Tar sands industry comes to eastern Utah
Asphalt Ridge's distinctive name comes from the layer of black soil, or bitumen, visible for miles across the Ashley Valley in Uintah County.
These deposits are the target of Korea Technology Industry of America (KTIA) company's exploratory testing for oil extraction. Core samples of the strata suggest a potential 60 million barrels of oil are contained in the hydrocarbon-rich tar sands that make up the ridge line. That's a conservative estimate, says Soung Kim, KTIA chief operating officer. He projects commercial production by late 2009 at 3,000 barrels of oil a day.
The Korean company is also bringing a new technology to the area.
"We're testing a rapid-production technique that extracts and recovers oil in a process simply called soil washing," Kim says.
KTIA has developed a low-energy process that washes mined material in solvents, which separates bitumen oil from the sand. Three commodities are retrieved in the process: oil, sand and recyclable solvents. The residual sand is used in landscaping, and the solvents are used in additional extraction.
"No water is used to extract or process the bitumen oil," says Kim. "Not using water in the separation process is crucial. We are much different from the large tar sands mines in Canada, which rely on water to wash the sands."
Without water, Kim says that the KTIA process remains more environmentally friendly as there are no tailings ponds or areas of concentrated contaminants.
KTIA's commercial unit "mines, processes and creates a salable product at the Vernal test facility," says Kim. "Right now, we market the product in three ways: either as asphalt, crude oil or both."
Asphalt production is the heart of KTIA's potential commercialization.
This is important as KTIA's process is projected to be economically viable at $30 a barrel.

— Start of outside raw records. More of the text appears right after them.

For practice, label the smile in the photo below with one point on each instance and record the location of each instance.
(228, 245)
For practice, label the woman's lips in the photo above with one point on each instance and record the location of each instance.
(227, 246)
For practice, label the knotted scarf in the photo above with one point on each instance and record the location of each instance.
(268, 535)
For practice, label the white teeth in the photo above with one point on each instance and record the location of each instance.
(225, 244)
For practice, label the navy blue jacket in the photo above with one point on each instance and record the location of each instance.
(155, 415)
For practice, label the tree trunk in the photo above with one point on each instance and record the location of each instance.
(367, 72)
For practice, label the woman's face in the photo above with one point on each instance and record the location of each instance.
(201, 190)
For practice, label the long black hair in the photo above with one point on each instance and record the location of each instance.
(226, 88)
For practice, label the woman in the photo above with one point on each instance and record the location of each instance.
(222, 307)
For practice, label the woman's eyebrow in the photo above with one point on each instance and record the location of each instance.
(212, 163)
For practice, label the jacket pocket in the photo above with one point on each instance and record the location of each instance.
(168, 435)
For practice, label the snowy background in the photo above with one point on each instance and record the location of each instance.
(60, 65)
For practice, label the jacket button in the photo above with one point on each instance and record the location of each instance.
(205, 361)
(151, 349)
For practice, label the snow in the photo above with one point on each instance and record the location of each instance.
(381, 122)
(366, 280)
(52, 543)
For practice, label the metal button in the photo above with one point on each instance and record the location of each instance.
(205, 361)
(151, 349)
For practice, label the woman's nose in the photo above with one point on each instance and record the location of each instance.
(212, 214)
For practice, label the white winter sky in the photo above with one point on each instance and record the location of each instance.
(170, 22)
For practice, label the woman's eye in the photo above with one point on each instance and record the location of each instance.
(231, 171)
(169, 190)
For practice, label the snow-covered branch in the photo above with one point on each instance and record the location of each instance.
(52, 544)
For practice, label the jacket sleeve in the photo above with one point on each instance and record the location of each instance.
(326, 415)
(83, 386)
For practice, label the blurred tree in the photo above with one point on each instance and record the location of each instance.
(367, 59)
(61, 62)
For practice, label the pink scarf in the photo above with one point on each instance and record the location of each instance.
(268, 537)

"The asphalt business is the most essential aspect of the company's operation," Kim says. "This is a typically local product and not one to be exported. And, you know how important road construction is around the Basin."
Oil extracted from tar sands on the ridge is heavy (an API of 12- API gravity is a measure of how heavy or light a petroleum liquid is compared to water) compared to conventional crude oil with an API of 30 or 40.
Because it lacks the viscosity of crude oil, tar sand bitumen oil does not flow and must be trucked out rather than piped. However, Kim says there is no difference in the quality of the resources as bitumen oil can be refined into gasoline or other fuels.
Kim estimates KTIA's mine will likely have an 18-year operating life, "which means we are looking to make a long-term commitment to the community. We want to be good neighbors."
The mine and recovery plant employ 15 people - 70 percent as plant operators and the other 30 percent in administration.
Field operations cover about 40 acres, with a projected footprint of 350 acres. KTIA actually owns 760 acres of mine property on Asphalt Ridge.
KTIA acquired the Wembco/Crown Asphalt Ridge mine in 2007 for $19 million in cash and has since invested $41 million in the tar-sand mine operation. Depending on the success of commercialization, Kim says that investment may double.
"We use a method of surface mining called backfilling, which resurfaces old areas with overburden," he says. "We re-vegetate as we go. We'd like to get input from local residents to see what they would like to see in reclaiming the landscape."
The communities view of the mine is partially obstructed by constructed berms. Kim says these were built to reduce the effect of fugitive dust and light pollution in the nearby neighborhood.
This same kind of process could be possible in the bookcliffs and other places in eastern Utah as well. At one time a mine existed above Sunnyside that extracted tar sands for asphalt; the old cable cars that hauled it down can still be seen hanging in the air on their cables in the canyon.
The system used by KTIA could possibly be used in these areas because it uses literally no water, a commodity that is in short supply in Carbon and Emery counties.
(Richard Shaw contributed to this article).